Friday, October 9, 2009

Reunion in Exile

Posted By on Fri, Oct 9, 2009 at 10:37 AM

Duke Ernsberger, the man of a thousand teeth, was onstage last weekend – cutting up in a costume designed by Bob Croghan. Fred Story was supplying sound, Ron Chisholm was choreographing, and Charlotte’s prince of gels, Eric Winkenwerder, was on board as lighting designer. Bringing them all together was yet another local luminary, director Steve Umberger, founder of Charlotte Rep.

So was this a special Rep reunion? Nope, but NC Shakespeare Festival’s production of A Midsummer Night’s Dream was the closest thing to a locally produced Actor’s Equity theater event we’ve had in Charlotte this year.

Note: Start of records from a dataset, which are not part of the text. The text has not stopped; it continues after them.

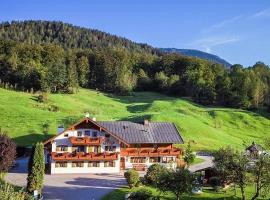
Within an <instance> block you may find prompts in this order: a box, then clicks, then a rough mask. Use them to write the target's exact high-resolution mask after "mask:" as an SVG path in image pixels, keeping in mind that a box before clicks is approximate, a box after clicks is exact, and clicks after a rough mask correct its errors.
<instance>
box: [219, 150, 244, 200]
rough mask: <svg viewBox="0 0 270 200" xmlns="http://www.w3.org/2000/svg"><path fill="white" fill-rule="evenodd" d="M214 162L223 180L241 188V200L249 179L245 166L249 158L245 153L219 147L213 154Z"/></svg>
mask: <svg viewBox="0 0 270 200" xmlns="http://www.w3.org/2000/svg"><path fill="white" fill-rule="evenodd" d="M214 163H215V166H216V168H217V170H218V172H219V173H220V174H221V176H222V178H223V181H224V180H226V181H227V182H233V183H234V184H236V185H238V186H239V188H240V190H241V195H242V200H245V199H246V195H245V188H246V186H247V183H248V181H249V177H248V173H249V170H248V167H247V166H248V163H249V159H248V157H247V155H245V154H243V153H239V152H237V151H234V150H233V149H231V148H226V149H220V150H219V151H218V152H217V153H216V154H215V155H214Z"/></svg>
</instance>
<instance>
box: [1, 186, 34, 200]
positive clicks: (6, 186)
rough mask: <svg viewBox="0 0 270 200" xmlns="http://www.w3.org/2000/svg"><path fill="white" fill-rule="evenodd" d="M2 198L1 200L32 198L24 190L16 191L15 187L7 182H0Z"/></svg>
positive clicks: (21, 199) (28, 198) (19, 199)
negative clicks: (27, 194) (8, 183)
mask: <svg viewBox="0 0 270 200" xmlns="http://www.w3.org/2000/svg"><path fill="white" fill-rule="evenodd" d="M0 199H1V200H23V199H30V197H29V196H28V195H27V193H26V192H24V191H23V190H20V191H16V190H15V188H14V187H13V186H12V185H10V184H7V183H1V184H0Z"/></svg>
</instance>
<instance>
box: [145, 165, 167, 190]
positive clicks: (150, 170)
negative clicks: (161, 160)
mask: <svg viewBox="0 0 270 200" xmlns="http://www.w3.org/2000/svg"><path fill="white" fill-rule="evenodd" d="M166 170H167V168H165V167H164V166H162V165H160V164H153V165H151V166H150V167H149V168H148V170H147V172H146V174H145V176H144V177H145V180H146V181H147V183H149V184H151V185H153V186H155V187H157V183H158V181H159V177H160V175H161V174H162V173H164V172H165V171H166Z"/></svg>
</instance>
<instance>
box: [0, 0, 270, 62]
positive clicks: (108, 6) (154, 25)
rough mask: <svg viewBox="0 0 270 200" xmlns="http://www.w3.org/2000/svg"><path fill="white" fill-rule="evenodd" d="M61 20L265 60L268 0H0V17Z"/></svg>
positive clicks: (86, 25) (153, 45)
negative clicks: (182, 0) (109, 0)
mask: <svg viewBox="0 0 270 200" xmlns="http://www.w3.org/2000/svg"><path fill="white" fill-rule="evenodd" d="M27 19H41V20H61V21H64V22H69V23H72V24H75V25H79V26H84V27H89V28H95V29H99V30H102V31H106V32H109V33H112V34H116V35H120V36H124V37H126V38H128V39H131V40H133V41H136V42H142V43H148V44H150V45H153V46H155V47H174V48H191V49H199V50H203V51H206V52H210V53H213V54H217V55H219V56H220V57H222V58H224V59H226V60H227V61H229V62H231V63H233V64H234V63H240V64H243V65H245V66H249V65H253V64H254V63H255V62H256V61H263V62H265V63H266V64H270V0H237V1H236V0H186V1H181V0H167V1H165V0H163V1H161V0H133V1H131V0H112V1H109V0H96V1H94V0H93V1H91V0H76V1H75V0H46V1H44V0H43V1H41V0H24V1H22V0H2V1H1V2H0V21H11V20H27Z"/></svg>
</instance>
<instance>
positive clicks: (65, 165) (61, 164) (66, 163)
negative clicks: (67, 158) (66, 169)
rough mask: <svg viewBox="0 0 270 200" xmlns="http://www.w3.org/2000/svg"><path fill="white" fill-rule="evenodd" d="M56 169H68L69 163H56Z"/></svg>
mask: <svg viewBox="0 0 270 200" xmlns="http://www.w3.org/2000/svg"><path fill="white" fill-rule="evenodd" d="M55 167H56V168H59V167H67V162H56V163H55Z"/></svg>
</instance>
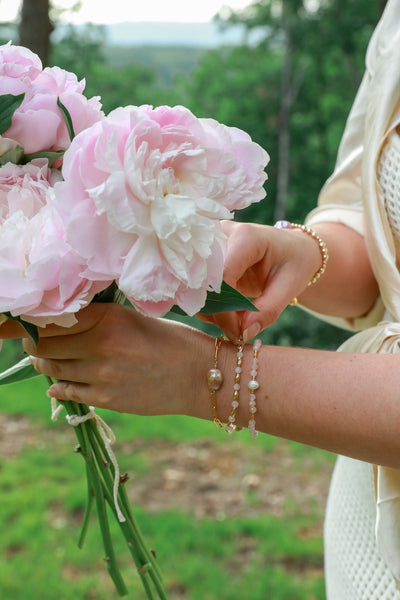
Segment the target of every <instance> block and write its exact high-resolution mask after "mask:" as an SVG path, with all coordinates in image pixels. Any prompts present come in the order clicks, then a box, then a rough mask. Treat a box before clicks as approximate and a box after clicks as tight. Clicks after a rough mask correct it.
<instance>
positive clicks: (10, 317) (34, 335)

Karl Baumann as Puck in NCSF production of A Midsummer Night's Dream; Photo by Tom Terrell
  • Karl Baumann as Puck in NCSF production of A Midsummer Night's Dream; Photo by Tom Terrell

It was also the latest incarnation of the Dream concept birthed at Theatre Charlotte in March 2003 and lovingly transported to High Point for an NCSF production that same September. All of those Umberger Dream's– and one or two in between – have featured the same lynchpin, Cirque du Soleil performer Karl Baumann and the acrobatic dimension he brings to Puck.

As his physical capabilities evolve – and he becomes more comfortable with the language – Baumann’s portrayal of Robin Goodfellow continues to be an amazing work-in-progress. At the same time, Umberger has become fluent in Cirqueish and evolved his own concept. There was far more aerial activity in fairyland than ever before, using fabrics suspended from the fly loft and a fortified proscenium; more reliance on trapdoors and mechanical lifts to initiate magical entrances; and a new infatuation with silhouettes – utilizing an outsized full moon a la E.T.

David Foubert as Bottom and Kim Ostrenko as Titania in NCSF's A Midsummer Night's Dream;  Photo by Tom Terrell
  • David Foubert as Bottom and Kim Ostrenko as Titania in NCSF's A Midsummer Night's Dream; Photo by Tom Terrell

In what seemed like a last-gasp season (Midsummer was the only show in this year’s “festival”), the latest Dream sparked some dream attendance, igniting new hope for the future. Near-term plans include establishing an outpost at the Sawtooth Center in Winston-Salem and running a season of four plays in 2010, including non-Shakespearean repertoire. Long-term, there are hopes of making Charlotte the third leg in the Festival’s Tarheel presence.

With all those fine local talents involved, the quality is certainly there. Loyalty to Umberger certainly helped bring all those familiar names to High Point, but the three-time CL Theaterperson of Year’s reputation extends far beyond the state line. Last fall’s NCSF production of King Lear, which starred Rep stalwart Graham Smith, will be remounted next March – in Philadelphia at People’s Light & Theatre, with Smith once again in the title role.

Of course, somebody at People’s Light had to trouble to travel to High Point to see that production of Lear. We don’t have that level of interest in homegrown professional theater here in Charlotte. With its straitened budget, the Charlotte Observer has basically discontinued cultural coverage beyond a 40-mile radius. If you were interested in the North Carolina Shakespeare Festival – or the National Black Theatre Festival up in Winston – you needed to look elsewhere.

Nor are Charlotte’s producers, promoters, civic leaders, or bankers interested enough – or in some instances, contrite enough – to make regional professional theater happen here again. On the eve of yet another gorgeous theater opening in our Uptown, there won’t be a resident professional theater company inside. You’d think that the communications company that gave its name and dollars to the Knight Theatre would be keen on pointing out that irony.

Guess not. As recently as five years ago, the movers and shakers who sat on Rep’s board were afire with the ambition of winning a regional Tony Award. That was the fire that actually incinerated the company, sending theater artists who had given their souls to the enterprise scurrying to the exits. These cultural custodians wanted the best, and now they want nothing. How many more theaters will we build before a new generation of local professional theater artists – and those now in exile – will have a theater they can come home to instead of merely visiting?

Angels recently materialized to rescue the Charlotte Symphony from the financial brink. But have you heard about one cent of that largesse going to remunerate the musicians for all the salary concessions they made to help the cause? There’s your answer right there.

No, the Charlotte Chamber of Commerce isn’t giving consideration to making “The Largest City in the USA Without a Regional Professional Theater” our official motto. The snappier “We Screw Artists” is also a non-starter. But it’s true.